/ChessWager

Bet on live professional chess games

Primary LanguageTypeScriptGNU Affero General Public License v3.0AGPL-3.0

ChessWager is a highly performant hybrid dApp that uses smart contracts to securely facilitate betting on the top professional games being played on LichessTV

License PRs Welcome

ChessWager is live. A mainnet currency is not supported yet, but you can play on the Avalanche testnet. Download Metamask, switch to the Avalanche Testnet, and add some test currency to play at https://chesswager.io/.

Data Flow

The client relies on a Firestore serverless infrastructure. When a page loads, the client subscribes to the LichessTV API and loads real-time data about chats, bets, and users from the Firestore database. For performance reasons, the browser never loads data directly from the contract.

A few distinct programs run in an isolated cloud environment to interact with the smart contract. One of those programs listens for user payments on the smart contract. Once two users agree to a wager, their Metamask wallets will prompt each user with the appropriate amount. When a user sends a transaction to the contract, the contract listener writes an update to the Firestore database. These changes are reflected immediately in the UI, visually informing users that their payment was received. When a bet is matched, the conditions of the bet are compared in the smart contract. If the values don't perfectly match, the transaction is rejected.

Another isolated backend program subscribes to the LichessTV API. At the end of each game, that program interacts with the smart contract telling it to complete the bet transactions paying the winners or refunding users accordingly.

This system emphasizes speed and responsiveness by using centralized systems for bet pairing and user interactions. However, many benefits of decentralization are maintained through the smart contracts ensuring that users' funds are secured and only payable to the respective accounts that placed the bet. The service is entirely non-custodial, meaning that chesswager never actually possesses your funds; they are instead stored in the smart contract on the blockchain for the duration of the bet.

Performance

These benchmark results are from Google's Lighthouse auditing tool.

  • Users can consistently expect payout within 5 seconds of a game ending.
  • Database load times are ususally between 50-100ms.
  • Less than 25MB of the client's system memory is used under peak loads.

Lighthouse warns "There may be stored data affecting loading performance in this location: IndexedDB". There seems to be no way to test this app without getting that warning, even in a private tab.
Lighthouse warns "The page loaded too slowly to finish within the time limit. Results may be incomplete". This is because the continuous data stream from lichess stays open.

Roadmap

We are nearing the end of phase 2. Our primary features are functional and complete. Most behaviors are thoroughly tested. All that remains are a few tests, making some elements responsive so they look better on smaller displays, new user onboarding guides, and some customer service options so we can know if something goes wrong.

Primary Technologies

Build & Package Management

Yarn Vite

Frontend

TypeScript React TailwindCSS Ethers

Backend

TypeScript NodeJS Solidity Avalanche Firebase

Testing

Cypress Jest Chai Hardhat Waffle

Cloud

Google Cloud Docker Kubernetes GKE Cloud Build

Contributions

This repository's branch structure is designed similarly to the standard gitflow model with the addition of a "test" branch between develop and release. The develop, test, and main branches each have their own backend environment. The test branch serves as a safe way for us to test features.

  • Develop could have any environmental changes at any time.
  • Test will only have user testing and controlled tests running on its environment during the build process.
  • Main operates in the production environment.

If you would like to contribute to this repo, start by opening an issue so we can discuss the feature.

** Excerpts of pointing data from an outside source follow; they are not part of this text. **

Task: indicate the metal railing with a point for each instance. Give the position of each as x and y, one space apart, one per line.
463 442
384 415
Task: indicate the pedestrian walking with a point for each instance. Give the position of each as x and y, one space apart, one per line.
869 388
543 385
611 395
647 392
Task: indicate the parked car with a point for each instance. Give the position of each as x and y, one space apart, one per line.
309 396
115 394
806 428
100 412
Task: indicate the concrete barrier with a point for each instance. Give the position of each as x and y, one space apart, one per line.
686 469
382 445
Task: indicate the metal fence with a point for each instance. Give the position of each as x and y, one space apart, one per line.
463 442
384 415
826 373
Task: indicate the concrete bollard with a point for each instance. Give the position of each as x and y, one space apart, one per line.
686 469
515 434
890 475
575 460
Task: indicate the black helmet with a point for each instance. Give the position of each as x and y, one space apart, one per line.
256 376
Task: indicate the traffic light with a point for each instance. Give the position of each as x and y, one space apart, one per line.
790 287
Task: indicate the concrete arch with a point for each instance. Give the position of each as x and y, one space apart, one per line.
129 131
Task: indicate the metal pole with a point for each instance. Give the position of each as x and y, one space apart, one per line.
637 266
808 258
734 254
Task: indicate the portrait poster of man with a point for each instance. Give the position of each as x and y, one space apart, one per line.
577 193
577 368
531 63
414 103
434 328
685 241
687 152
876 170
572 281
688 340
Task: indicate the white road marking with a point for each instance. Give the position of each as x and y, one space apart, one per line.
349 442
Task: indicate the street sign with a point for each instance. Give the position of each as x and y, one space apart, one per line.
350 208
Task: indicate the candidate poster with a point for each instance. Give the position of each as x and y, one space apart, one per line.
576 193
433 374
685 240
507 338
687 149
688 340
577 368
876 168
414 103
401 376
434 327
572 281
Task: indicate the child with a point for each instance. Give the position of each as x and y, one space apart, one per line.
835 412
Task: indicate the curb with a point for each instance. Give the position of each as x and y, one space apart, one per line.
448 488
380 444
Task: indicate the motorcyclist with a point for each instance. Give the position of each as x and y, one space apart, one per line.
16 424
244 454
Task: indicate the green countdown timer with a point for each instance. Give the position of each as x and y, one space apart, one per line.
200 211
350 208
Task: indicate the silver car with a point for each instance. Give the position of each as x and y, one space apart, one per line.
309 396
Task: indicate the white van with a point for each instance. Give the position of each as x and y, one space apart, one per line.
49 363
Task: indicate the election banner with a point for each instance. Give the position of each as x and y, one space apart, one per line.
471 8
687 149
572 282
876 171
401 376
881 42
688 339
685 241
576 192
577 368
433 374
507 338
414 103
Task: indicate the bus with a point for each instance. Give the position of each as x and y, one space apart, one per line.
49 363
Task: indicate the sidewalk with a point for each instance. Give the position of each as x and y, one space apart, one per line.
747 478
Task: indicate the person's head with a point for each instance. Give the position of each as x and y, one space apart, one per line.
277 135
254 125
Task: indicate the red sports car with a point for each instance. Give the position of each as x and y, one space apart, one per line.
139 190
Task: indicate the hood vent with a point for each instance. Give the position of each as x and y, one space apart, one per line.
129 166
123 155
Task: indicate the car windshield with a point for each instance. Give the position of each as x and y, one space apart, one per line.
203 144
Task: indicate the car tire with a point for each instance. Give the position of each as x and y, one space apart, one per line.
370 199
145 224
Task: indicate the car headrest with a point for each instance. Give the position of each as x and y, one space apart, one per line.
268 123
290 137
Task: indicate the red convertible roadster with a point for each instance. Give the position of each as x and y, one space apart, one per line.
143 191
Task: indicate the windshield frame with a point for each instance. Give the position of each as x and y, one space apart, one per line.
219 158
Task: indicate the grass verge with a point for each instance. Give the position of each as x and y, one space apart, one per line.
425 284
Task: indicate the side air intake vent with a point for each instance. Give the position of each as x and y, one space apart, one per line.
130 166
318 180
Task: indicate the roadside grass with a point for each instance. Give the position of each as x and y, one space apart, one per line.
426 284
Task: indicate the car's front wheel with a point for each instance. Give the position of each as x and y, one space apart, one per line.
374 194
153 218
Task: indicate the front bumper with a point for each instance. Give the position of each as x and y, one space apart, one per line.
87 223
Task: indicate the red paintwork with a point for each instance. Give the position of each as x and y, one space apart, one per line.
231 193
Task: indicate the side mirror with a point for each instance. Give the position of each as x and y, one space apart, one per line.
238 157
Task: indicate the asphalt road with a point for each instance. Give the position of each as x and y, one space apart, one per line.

Create a feature branch from develop and make a pull request into develop when you're done.

For style and linting, there is a prettier config file as well as a tailwind plugin for prettier in the dev dependencies. We use Cypress for our frontend testing, Jest for the backend, and hardhat+waffle on smart contracts. The testing requirements are that all behaviors should be tested before release, not necessarily every line of code.

Values

Values are subject to evolution and change at this point, but it is paramount to establish the desired culture early. You may have heard of some of these before, but I'm taking what I like from top companies:

  1. Customer Obsession - Amazon is famous for this. Without any customers, there's no business. Customers are simply the most important part of the equation. That means keeping our services clean and friendly. We will strive to deliver the best experience through customer service and a quality product.
  2. Code Standards - Robert "Uncle Bob" Martin influenced this one. We promise never to release code whose behavior is not well tested. A bug will never knowingly make its way into production.
  3. Don't Be Evil - Google used to say this, and we agree that businesses should not leave a negative impact. We will never implement anti-consumer mechanisms or knowingly cause harm.
  4. Treat Everyone with Respect and Dignity - We will always be respectful internally and externally, even in the face of obscenity. That means customers, employees, and strangers.